Em março, quando o coronavírus começou a atacar o Brasil, os investimentos foram reduzidos bruscamente – houve queda de 85% no total de investimentos naquele mês, contra março de 2019, segundo a Distrito. Muitos fundos preferiram focar em ajudar as startups de seu portfólio a sobreviver à crise do que fazer novas apostas. O mercado passou a acelerar de novo em junho, e teve em setembro seu melhor mês, com US$ 843 milhões investidos. “Quando veio a pandemia, todo mundo brecou, mas agora o mercado está acelerado e acho difícil que não supere 2019”, complementa Valente.

Três fatores, na visão dos especialistas, ajudaram a mudar a cara de 2020. O primeiro é a onda de liquidez pela qual passa hoje o mercado de capitais – o cenário de mínima histórica na taxa Selic proporciona um bom ambiente de negócios. O otimismo é o que levou startups como Méliuz e Enjoei.com a começarem um processo de abertura de capital na bolsa brasileira – um caminho pouco usual para as companhias daqui.

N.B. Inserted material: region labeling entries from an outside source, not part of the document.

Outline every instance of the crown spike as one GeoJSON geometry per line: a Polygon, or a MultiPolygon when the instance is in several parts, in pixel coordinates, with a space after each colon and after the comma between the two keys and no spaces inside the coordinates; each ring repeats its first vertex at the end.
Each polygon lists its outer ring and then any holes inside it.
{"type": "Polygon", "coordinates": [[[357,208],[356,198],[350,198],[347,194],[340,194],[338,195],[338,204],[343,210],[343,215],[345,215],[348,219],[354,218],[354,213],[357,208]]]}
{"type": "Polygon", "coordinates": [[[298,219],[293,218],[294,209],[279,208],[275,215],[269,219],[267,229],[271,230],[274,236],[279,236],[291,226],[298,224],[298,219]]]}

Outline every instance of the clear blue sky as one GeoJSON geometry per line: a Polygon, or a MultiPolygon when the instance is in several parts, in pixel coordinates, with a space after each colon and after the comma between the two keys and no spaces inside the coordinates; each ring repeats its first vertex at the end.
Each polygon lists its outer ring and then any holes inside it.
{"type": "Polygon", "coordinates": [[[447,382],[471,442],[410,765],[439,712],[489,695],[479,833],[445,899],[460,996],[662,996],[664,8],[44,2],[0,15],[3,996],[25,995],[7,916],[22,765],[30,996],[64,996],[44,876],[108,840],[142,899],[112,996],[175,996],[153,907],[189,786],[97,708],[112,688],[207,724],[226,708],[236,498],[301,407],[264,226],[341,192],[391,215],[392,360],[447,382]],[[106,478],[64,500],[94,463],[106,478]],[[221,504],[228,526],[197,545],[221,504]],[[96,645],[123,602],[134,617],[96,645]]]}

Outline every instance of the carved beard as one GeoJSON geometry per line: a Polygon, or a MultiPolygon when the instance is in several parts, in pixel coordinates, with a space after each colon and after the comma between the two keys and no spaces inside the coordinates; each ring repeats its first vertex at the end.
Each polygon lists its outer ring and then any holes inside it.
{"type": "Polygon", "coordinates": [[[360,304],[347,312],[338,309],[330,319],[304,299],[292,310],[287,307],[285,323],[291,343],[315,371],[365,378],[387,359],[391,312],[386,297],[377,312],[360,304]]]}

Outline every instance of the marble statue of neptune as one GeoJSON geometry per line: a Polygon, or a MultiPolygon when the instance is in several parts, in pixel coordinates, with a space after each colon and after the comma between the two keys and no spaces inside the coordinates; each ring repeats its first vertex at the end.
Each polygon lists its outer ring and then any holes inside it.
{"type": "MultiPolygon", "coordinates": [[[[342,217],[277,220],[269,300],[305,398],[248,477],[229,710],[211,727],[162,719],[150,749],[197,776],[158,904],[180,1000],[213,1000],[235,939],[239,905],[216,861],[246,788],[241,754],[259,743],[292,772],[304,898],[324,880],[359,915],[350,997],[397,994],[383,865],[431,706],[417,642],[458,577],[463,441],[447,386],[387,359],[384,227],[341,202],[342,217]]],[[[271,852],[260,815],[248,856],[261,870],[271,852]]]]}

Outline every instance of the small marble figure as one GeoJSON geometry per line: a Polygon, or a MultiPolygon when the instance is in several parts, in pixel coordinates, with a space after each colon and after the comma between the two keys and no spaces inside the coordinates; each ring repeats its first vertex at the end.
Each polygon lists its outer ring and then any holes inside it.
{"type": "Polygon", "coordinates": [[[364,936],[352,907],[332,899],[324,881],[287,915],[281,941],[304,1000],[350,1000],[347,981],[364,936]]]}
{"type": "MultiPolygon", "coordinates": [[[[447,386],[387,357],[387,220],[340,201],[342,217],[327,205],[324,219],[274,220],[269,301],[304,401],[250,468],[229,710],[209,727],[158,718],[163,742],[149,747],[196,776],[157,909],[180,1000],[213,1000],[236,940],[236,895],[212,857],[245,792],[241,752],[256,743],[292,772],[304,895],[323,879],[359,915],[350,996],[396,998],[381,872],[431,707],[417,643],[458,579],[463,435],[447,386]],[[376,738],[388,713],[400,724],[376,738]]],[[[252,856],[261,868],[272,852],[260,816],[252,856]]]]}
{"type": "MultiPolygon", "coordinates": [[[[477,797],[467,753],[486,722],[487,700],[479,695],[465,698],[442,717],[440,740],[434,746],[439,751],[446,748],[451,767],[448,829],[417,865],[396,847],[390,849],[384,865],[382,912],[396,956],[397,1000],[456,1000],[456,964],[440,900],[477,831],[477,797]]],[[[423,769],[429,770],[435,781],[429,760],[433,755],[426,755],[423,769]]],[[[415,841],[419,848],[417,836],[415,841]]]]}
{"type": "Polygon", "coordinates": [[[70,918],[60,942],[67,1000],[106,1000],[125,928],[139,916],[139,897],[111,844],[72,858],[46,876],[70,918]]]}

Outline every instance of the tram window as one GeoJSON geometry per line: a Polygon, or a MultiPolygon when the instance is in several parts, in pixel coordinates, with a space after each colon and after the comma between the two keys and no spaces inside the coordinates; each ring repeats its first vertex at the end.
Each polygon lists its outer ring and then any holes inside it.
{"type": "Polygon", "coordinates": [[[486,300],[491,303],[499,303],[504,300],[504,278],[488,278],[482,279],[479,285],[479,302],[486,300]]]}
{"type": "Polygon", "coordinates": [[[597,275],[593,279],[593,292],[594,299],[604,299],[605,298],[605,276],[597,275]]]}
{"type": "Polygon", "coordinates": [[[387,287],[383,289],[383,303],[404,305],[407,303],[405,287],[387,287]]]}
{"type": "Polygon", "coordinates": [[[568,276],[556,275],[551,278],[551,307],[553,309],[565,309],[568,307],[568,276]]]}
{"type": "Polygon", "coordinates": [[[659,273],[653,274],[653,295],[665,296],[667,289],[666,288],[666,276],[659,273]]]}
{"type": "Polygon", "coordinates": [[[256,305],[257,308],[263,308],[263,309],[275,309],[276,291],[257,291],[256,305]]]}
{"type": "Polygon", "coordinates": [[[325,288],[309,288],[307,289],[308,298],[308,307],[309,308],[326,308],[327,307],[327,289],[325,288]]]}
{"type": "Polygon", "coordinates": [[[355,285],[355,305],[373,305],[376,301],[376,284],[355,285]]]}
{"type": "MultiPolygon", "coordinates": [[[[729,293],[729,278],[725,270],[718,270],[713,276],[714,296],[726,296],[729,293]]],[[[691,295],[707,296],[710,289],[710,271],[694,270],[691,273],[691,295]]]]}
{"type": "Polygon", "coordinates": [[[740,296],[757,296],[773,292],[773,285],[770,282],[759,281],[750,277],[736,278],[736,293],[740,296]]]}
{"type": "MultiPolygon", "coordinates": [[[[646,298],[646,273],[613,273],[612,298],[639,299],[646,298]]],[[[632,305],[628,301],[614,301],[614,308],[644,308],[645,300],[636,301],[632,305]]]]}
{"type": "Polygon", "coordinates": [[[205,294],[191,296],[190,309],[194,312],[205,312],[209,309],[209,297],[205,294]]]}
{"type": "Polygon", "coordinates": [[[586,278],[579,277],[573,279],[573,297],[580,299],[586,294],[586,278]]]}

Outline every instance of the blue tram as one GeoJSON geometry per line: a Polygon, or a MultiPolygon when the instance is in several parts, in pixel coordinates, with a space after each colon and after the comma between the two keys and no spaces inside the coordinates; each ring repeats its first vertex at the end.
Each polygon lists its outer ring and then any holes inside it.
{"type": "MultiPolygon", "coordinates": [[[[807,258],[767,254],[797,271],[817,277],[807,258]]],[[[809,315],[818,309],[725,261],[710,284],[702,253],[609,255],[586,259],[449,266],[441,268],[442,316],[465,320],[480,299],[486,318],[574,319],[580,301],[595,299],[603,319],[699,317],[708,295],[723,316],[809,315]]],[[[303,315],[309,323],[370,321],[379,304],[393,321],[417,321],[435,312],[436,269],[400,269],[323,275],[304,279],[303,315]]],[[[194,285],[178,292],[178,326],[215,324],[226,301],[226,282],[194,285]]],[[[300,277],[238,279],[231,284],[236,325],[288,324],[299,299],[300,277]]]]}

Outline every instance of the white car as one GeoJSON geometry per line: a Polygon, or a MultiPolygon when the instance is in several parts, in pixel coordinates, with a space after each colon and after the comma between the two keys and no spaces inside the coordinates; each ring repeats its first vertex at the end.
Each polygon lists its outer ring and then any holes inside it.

O segundo é a aceleração da digitalização. Setores como o comércio eletrônico, que já vinham num movimento de crescimento, explodiram por conta do período de isolamento social: segundo relatório do fundo de investimentos Atlantico, a penetração do e-commerce no varejo saltou 5 pontos porcentuais entre março e maio de 2020 – o mesmo crescimento, em termos absolutos, registrado entre 2009 e 2019.

O segmento de e-commerce, inclusive, gerou um unicórnio – apelido dado a startups avaliadas em pelo menos US$ 1 bilhão – durante a quarentena. É a Vtex, dona de um software que ajuda mais de 3 mil marcas a abrirem e manterem suas lojas online (e físicas): em setembro, a empresa levantou um aporte de US$ 225 milhões e foi avaliada em US$ 1,7 bilhão. “No nosso segmento, a pandemia encurtou em pelo menos um ano o movimento do mercado. A gente sabia que poderia virar unicórnio, mas se não fosse o coronavírus, talvez isso acontecesse só em 2021 ou 2022”, diz Rafael Forte, presidente executivo da Vtex no Brasil.

Além disso, o setor também impulsionou empresas que lhe prestam serviços – caso da Kestraa, que organiza o comércio exterior, e da Acesso Digital, que faz assinaturas digitais e valida pagamentos pela internet com ajuda de biometria facial. As duas levantaram aportes – de R$ 15 milhões e R$ 580 milhões, respectivamente – nos últimos três meses.

O período de isolamento social, seja pelo fechamento de lojas ou pela necessidade de trabalho remoto, também levou muitas empresas tradicionais a perceberem que precisavam se digitalizar. Esse movimento é o que explica porque diversas companhias saíram fazendo aquisições – é o caso da aquisição da Triider, um Uber das reformas, por uma joint venture entre Gerdau, Tigre e Votorantim. Outras aproveitaram o momento para pisar no acelerador e intensificar sua transformação – caso, por exemplo, de XP e Magazine Luiza, que encheram o carrinho de compras este ano.